The citizen’s case was referred to the Court of Justice of the European Union to resolve three issues: (1) Whether the EU Data Protection Directive applied to search engines such as Google; (2) whether the Directive applied to Google Spain, given that its data processing server was in the United States; and, (3) whether an individual citizen has the right to request that his personal data be removed from a search engine such as Google – in other words, the right to be forgotten. The Court responded in the affirmative to all three questions.
Since the ruling in 2014, Google has implemented a system through which any citizen of any member of the EU may fill out a form and request the URLs containing personal or private information be removed from Google’s website. How Google evaluates such a request is not yet known to the public, although EU regulators released guidelines in November 2014 that Google may now be following. What is known is that Google is not removing results from its non-EU domains such as Google.com. Rather, Google limits link deletions to results shown on its European sub domains, such as Google.fr or Google.co.uk. In addressing questions regarding this practice, Google has explained that it uses the tactic of link removals, as opposed to deleting the information entirely, because it considers the right to be forgotten to be an entirely European concept.
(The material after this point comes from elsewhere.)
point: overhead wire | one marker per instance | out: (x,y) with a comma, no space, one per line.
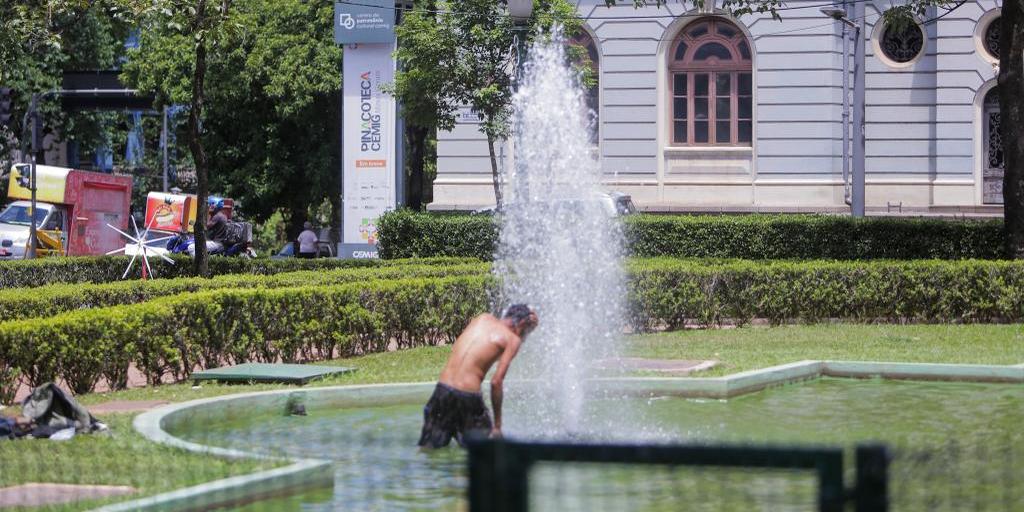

Google’s position has generated great controversy in Europe, and some European officials are trying to flex their muscle in an effort to change Google’s mind. France’s data-privacy regulator, the Commission Nationale de I’Informatique et des Libertes issued an order to Google this month attempting to require Google to honor requests to remove information by removing it from all of its domains. The French Commission did not provide great detail about its ruling but stated it believes that for a search result to truly be forgotten, its removal should extend worldwide. The Commission gave Google 15 days to comply and threatened sanctions should it refuse. Google’s response is certainly an important decision for the U.S. tech giant.
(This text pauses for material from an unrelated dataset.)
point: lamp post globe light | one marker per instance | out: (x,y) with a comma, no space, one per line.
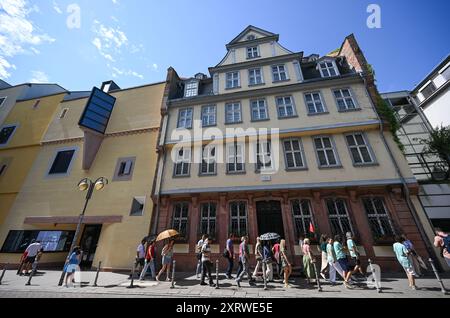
(88,185)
It bears noting that, even in Europe, there is not universal agreement. Since 2012, the European Parliament has been struggling to modernize the EU’s data protection scheme by adopting something to be known as the General Data Protection Regulation. The GDRP’s include, in essence, a codification of the right to be forgotten. But the European Commission, which first proposed a modernization of the Data Protective Directive, cited as primary considerations the fact that the 1995 directive does not consider sufficiently important aspects like globalization and technological developments like social networks and cloud computing.
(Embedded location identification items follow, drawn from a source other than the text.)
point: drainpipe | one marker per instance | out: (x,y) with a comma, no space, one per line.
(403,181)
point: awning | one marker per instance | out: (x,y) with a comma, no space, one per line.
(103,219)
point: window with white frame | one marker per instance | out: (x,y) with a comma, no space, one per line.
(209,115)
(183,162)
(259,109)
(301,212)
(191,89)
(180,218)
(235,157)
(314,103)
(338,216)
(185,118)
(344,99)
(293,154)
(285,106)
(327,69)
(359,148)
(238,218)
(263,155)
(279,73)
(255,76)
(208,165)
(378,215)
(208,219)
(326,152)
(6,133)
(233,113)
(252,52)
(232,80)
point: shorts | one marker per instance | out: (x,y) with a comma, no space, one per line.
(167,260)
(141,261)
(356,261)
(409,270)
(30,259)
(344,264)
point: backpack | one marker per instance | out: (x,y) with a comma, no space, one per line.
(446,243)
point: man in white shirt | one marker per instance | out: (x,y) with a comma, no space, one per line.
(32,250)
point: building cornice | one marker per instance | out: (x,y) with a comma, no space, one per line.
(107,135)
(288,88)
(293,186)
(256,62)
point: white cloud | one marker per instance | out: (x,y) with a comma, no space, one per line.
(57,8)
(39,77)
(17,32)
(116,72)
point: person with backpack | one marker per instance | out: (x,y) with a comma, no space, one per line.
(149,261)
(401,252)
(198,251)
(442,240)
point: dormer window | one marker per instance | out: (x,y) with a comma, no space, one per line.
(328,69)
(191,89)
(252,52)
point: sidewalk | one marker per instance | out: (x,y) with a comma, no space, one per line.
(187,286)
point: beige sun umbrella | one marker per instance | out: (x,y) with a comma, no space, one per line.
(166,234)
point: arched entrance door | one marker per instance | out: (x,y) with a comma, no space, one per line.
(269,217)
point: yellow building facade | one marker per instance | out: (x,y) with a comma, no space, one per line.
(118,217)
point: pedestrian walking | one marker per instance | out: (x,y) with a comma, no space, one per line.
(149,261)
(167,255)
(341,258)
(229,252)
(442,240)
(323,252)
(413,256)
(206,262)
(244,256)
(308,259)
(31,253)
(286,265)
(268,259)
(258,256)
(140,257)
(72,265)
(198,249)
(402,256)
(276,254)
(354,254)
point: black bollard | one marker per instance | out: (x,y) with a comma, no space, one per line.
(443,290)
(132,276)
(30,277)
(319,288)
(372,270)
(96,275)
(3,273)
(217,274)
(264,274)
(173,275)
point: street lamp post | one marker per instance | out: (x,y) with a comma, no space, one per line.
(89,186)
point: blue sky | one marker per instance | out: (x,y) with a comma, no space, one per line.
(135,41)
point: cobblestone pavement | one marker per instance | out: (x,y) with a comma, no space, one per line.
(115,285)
The tension here is obvious. In the U.S., the right to be forgotten would undoubtedly and very often bump directly into the First Amendment’s protections of free speech and a free press. But whether a U.S. right to be forgotten law would pass constitutional muster is not just a theoretical question. California has already passed a right to be forgotten measure that is limited to minors. California’s law has yet to be challenged constitutionally. There is no question, however, that a decision by a foreign court, half a world away, has caused “the most important right you’ve never heard of” to begin to creep into U.S. law and U.S. boardrooms. How the debate ultimately shakes out – both in Europe and the U.S. – remains to be seen.